“‘Most Adorable Inez,
“‘Your dear message has reached me safely here in this accursed Holy House, where we lighten heretics of their sins to the benefit of their souls, and of their goods to the benefit of our own bodies——’”
“I cannot write it,” groaned Henriques; “it is rank heresy.”
“No, only the truth,” answered Inez.
“Heresy and the truth—well, they are often the same thing. They would burn me for it.”
“That is just what many heretics have urged. They have died gloriously for what they hold to be the truth, why should not you? Listen,” she went on more sternly. “Will you take your chance of burning on the Quemadero, which you will not do unless you betray us, or will you certainly burn more privately, but better, in a baker’s oven, and within half an hour? Ah! I thought you would not hesitate. Continue your letter, most learned scribe. Are those words down? Yes. Now add these:
“‘I note all you tell me about the trial at the Alcazar before their Majesties. I believe that the Englishwoman will win her case. That was a very pretty trick that I played on the most noble marquis at Granada. Nothing neater was ever done, even in this place. Well, I owed him a long score, and I have paid him off in full. I should like to have seen his exalted countenance when he surveyed the features of his bride, the waiting-woman, and knew that the mistress was safe away with another man. The nephew of the king, who would like himself to be king some day, married to an English waiting-woman! Good, very good, dear Inez.
“‘Now, as regards the Jew, John Castell. I think that the matter may possibly be managed, provided that the money is all right, for, as you know, I do not work for nothing. Thus——’”

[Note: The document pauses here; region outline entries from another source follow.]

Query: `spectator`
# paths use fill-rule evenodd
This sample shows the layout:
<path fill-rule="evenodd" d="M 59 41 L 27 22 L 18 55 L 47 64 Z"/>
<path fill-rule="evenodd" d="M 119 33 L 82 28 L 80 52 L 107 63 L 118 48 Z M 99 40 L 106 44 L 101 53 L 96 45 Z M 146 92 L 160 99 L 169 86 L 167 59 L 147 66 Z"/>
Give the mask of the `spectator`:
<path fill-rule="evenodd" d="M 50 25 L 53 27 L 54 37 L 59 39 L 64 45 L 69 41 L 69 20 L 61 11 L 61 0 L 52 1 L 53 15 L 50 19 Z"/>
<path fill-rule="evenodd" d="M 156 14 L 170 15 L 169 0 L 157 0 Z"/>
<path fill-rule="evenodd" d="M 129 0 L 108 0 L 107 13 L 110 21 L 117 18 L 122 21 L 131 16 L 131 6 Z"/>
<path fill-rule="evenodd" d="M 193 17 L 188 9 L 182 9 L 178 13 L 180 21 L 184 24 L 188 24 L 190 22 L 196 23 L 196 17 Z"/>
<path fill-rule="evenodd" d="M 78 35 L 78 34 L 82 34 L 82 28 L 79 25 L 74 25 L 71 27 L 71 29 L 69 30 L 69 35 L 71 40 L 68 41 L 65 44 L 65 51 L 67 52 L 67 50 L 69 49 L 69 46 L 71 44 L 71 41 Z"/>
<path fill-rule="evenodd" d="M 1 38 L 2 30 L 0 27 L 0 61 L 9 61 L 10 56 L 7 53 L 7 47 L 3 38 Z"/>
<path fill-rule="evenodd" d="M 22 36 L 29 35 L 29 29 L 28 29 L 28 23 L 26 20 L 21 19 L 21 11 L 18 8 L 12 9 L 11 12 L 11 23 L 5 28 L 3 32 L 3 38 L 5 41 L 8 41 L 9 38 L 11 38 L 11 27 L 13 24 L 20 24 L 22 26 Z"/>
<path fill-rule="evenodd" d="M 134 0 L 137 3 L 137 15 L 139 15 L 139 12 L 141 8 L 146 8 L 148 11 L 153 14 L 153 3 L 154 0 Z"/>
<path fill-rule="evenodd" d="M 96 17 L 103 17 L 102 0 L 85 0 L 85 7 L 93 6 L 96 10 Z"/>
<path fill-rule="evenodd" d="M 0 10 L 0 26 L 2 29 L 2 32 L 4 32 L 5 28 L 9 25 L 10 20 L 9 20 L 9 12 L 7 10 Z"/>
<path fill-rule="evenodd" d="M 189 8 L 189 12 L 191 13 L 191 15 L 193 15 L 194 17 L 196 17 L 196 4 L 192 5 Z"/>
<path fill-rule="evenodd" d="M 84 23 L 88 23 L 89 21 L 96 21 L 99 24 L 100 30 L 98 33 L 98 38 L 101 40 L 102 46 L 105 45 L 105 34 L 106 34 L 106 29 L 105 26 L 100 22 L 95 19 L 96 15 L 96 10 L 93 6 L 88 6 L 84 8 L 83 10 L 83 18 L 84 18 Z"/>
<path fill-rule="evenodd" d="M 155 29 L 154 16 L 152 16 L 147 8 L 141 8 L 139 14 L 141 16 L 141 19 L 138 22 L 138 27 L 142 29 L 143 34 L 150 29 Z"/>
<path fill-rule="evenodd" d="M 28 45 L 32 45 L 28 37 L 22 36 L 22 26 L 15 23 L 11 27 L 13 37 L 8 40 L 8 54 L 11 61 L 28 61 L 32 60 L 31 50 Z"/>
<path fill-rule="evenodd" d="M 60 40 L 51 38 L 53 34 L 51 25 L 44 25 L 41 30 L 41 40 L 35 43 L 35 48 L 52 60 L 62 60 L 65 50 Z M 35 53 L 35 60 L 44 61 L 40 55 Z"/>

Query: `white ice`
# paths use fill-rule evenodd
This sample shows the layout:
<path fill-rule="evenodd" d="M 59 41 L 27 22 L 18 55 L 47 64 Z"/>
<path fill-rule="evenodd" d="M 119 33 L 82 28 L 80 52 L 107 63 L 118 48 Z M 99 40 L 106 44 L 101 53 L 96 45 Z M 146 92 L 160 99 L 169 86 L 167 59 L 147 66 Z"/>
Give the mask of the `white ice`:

And Inez dictated with admirable lucidity those suggestions as to the rescue of Castell, with which the reader is already acquainted, ending the letter as follows:
“‘These Inquisitors here are cruel beasts, though fonder of money than of blood; for all their talk about zeal for the Faith is so much wind behind the mountains. They care as much for the Faith as the mountain cares for the wind, or, let us say, as I do. They wanted to torture the poor devil, thinking that he would rain maravedis; but I gave a hint in the right quarter, and their fun was stopped. Carissima, I must stop also; it is my hour for duty, but I hope to meet you as arranged, and we will have a merry evening. Love to the newly married marquis, if you meet him, and to yourself you know how much.